In 1994, Ware was selected as a member of a committee to examine national cryptographic policy under sponsorship of the National Academy of Engineering's National Research Council. Cryptographic policy had never before been examined in a cohesive way, or by a non-governmental group.
Ware was born in Atlantic City, New Jersey, Aug. 31, 1920. He studied electronic engineering at the University of Pennsylvania and MIT. Ware worked at Hazeltine Electronics Corporation in Little Neck, New York, during World War II designing classified radar detection tools for the military and gaining experience with digital technology.
He joined the IAS computer project in 1946 and completed his doctorate in electrical engineering from Princeton during the same period. Ware moved to the Los Angeles area in 1951 to work in aerospace, but left after to join RAND's Computer Sciences Department in Santa Monica. He was a manager of that department while Paul Baran did his seminal work on packet switching and distributed communications, the basic technology behind the creation of the Internet.
In addition to his work on the Johnniac computer, Ware also worked on various U.S. Air Force analytic studies generally related to computer technology and its use by the Air Force.

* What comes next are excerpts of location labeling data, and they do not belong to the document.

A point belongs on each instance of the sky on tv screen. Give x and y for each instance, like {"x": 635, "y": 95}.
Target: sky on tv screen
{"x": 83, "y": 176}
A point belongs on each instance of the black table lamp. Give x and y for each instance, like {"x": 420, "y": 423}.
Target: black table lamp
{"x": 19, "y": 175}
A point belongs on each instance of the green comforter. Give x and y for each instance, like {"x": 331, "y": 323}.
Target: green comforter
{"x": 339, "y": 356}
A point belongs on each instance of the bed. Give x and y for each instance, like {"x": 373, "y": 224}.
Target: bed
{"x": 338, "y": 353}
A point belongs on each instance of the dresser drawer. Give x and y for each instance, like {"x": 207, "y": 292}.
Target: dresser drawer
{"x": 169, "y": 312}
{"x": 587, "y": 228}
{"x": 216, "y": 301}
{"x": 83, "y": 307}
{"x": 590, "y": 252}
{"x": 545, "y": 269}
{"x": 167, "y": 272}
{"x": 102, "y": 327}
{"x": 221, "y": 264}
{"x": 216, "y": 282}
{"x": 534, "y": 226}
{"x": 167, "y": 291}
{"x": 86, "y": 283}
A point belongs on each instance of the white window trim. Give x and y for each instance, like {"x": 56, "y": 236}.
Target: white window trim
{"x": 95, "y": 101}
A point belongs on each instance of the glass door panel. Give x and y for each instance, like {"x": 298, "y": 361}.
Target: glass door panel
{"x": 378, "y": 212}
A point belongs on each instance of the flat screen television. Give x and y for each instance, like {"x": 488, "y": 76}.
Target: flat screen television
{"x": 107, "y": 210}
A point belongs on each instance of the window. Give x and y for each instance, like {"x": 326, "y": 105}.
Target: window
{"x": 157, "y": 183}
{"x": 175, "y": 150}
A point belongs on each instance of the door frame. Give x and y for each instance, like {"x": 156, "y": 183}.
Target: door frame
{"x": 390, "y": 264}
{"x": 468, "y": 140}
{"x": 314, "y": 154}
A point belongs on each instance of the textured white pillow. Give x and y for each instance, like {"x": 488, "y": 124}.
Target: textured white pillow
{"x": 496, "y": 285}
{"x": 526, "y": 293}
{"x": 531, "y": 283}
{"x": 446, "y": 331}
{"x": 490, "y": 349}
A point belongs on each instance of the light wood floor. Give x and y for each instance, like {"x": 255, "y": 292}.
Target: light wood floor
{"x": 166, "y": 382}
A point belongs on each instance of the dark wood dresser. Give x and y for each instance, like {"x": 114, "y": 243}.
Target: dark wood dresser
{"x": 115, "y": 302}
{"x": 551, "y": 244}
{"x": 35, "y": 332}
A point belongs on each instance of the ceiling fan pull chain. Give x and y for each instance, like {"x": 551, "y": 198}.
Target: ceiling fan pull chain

He started as a member of the research team, and worked his way up to deputy vice president for Project RAND, now known as Project AIR FORCE.
Ware was a member of the National Academy of Engineering, a Fellow of the Institute of Electronic and Electrical Engineers, a Fellow of the American Association for Advancement of Science and a Fellow of the Association for Computing Machinery. He was the recipient of numerous honors, including the Computer Pioneer Award from the IEEE Computer Society, a lifetime achievement award from the Electronic Privacy Information Center and a Pioneer Award from the Electronic Frontier Foundation. This year he was inducted into the National Cyber Security Hall of Fame.
Ware is survived by two daughters, Deborah and Alison, son David, and their spouses, Edwin Pinson, Thomas Manoli, and Astrid Erling, and granddaughters Arielle and Victoria Manoli.
A memorial service is expected to be held early in 2014.